The cost of medicines has been a matter of specific concern to Member States since the concepts of national drug policies and essential medicines were first introduced in 1975 (11, 14-16). Questions about the use of cost and cost-effectiveness information in the selection of essential medicines were also raised by several reviewers who took part in the 2001 consultation process (section 3.1), including:
- whether the high cost of a medicine could prevent its inclusion in the Model List even if it satisfied the selection criteria on grounds of need (i.e. it was needed to treat a priority health problem), effectiveness (when compared with other medicines used to treat the same condition) and safety;
- whether worldwide comparisons of the cost-effectiveness of different medicines in treating specific conditions would be meaningful, given the wide cost variations and the dynamic nature of prices for the same medicine.
During the open session, it was stressed that price information needs to be collected and used with care and that price information can quickly become out of date. It was recognized that for the selection of essential medicines only indicative price information is needed, with a focus on price comparisons within therapeutic categories. In addition, the comment was made that information about current prices is not always easy to obtain.
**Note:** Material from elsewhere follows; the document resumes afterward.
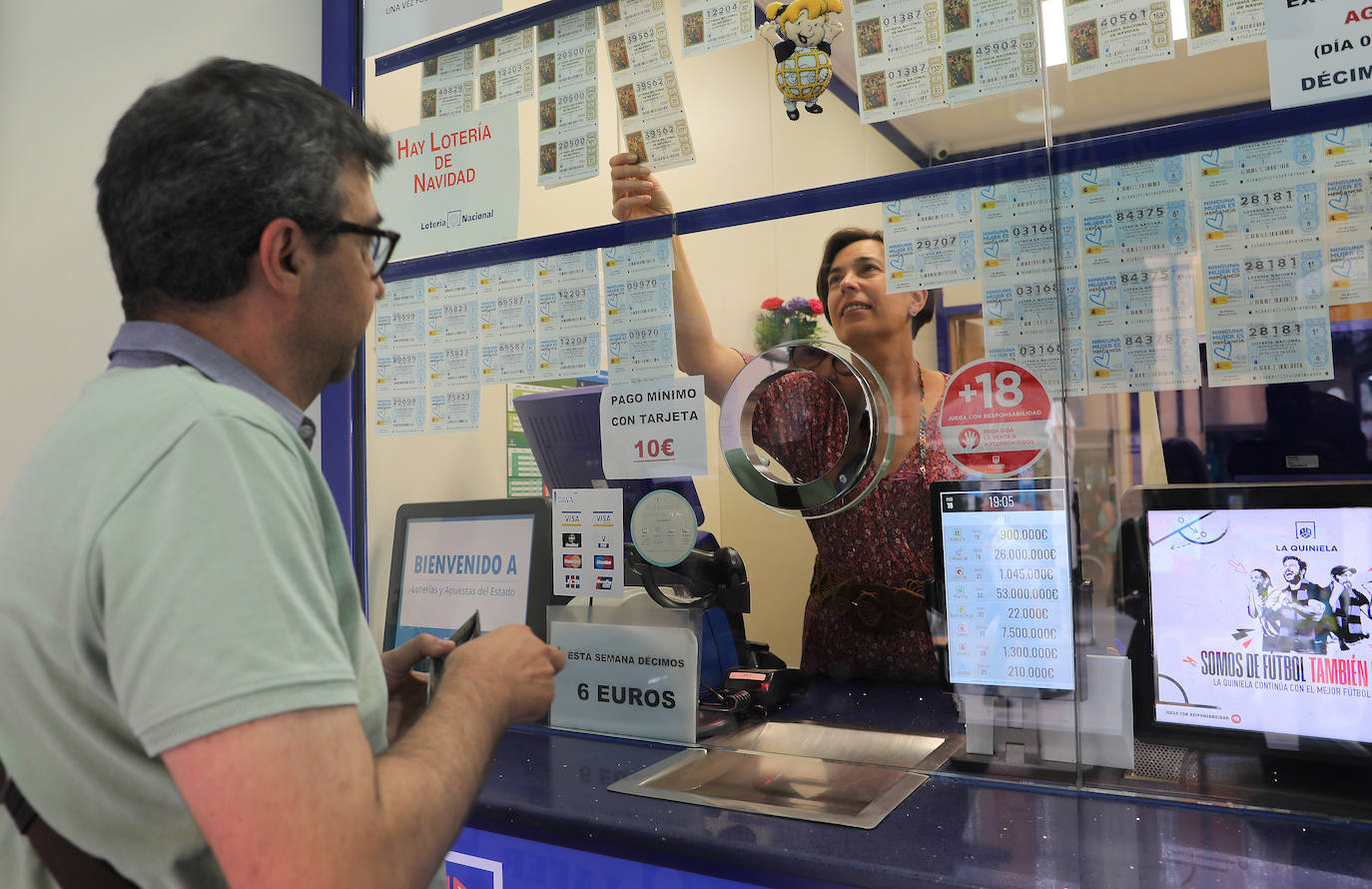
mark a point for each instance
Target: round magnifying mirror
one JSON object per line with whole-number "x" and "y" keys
{"x": 825, "y": 407}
With regard to the selection criteria, the new procedures specify that:
- the absolute cost of a medicine will not be a reason to exclude it from the Model List if it meets the stated selection criteria;
- cost-effectiveness comparisons must be made among medicines within the same therapeutic group (e.g. for identifying the most cost-effective medicine treatment to prevent mother-to-child transmission of HIV).
This approach is in line with WHO’s practice of including cost considerations in the development of public health recommendations.
The Committee noted that the impact of cost variations on estimates of cost-effectiveness could be addressed through the use of information on indicative prices of medicines that are already available within the United Nations system, and through the rigorous identification of sources of cost information. Where available, cost-effectiveness analyses and systematic reviews could also be used. The Committee expressed its hope that, with time, Member States’ experiences in using cost-effectiveness analysis would lead to further refinements and improvements in the new procedures.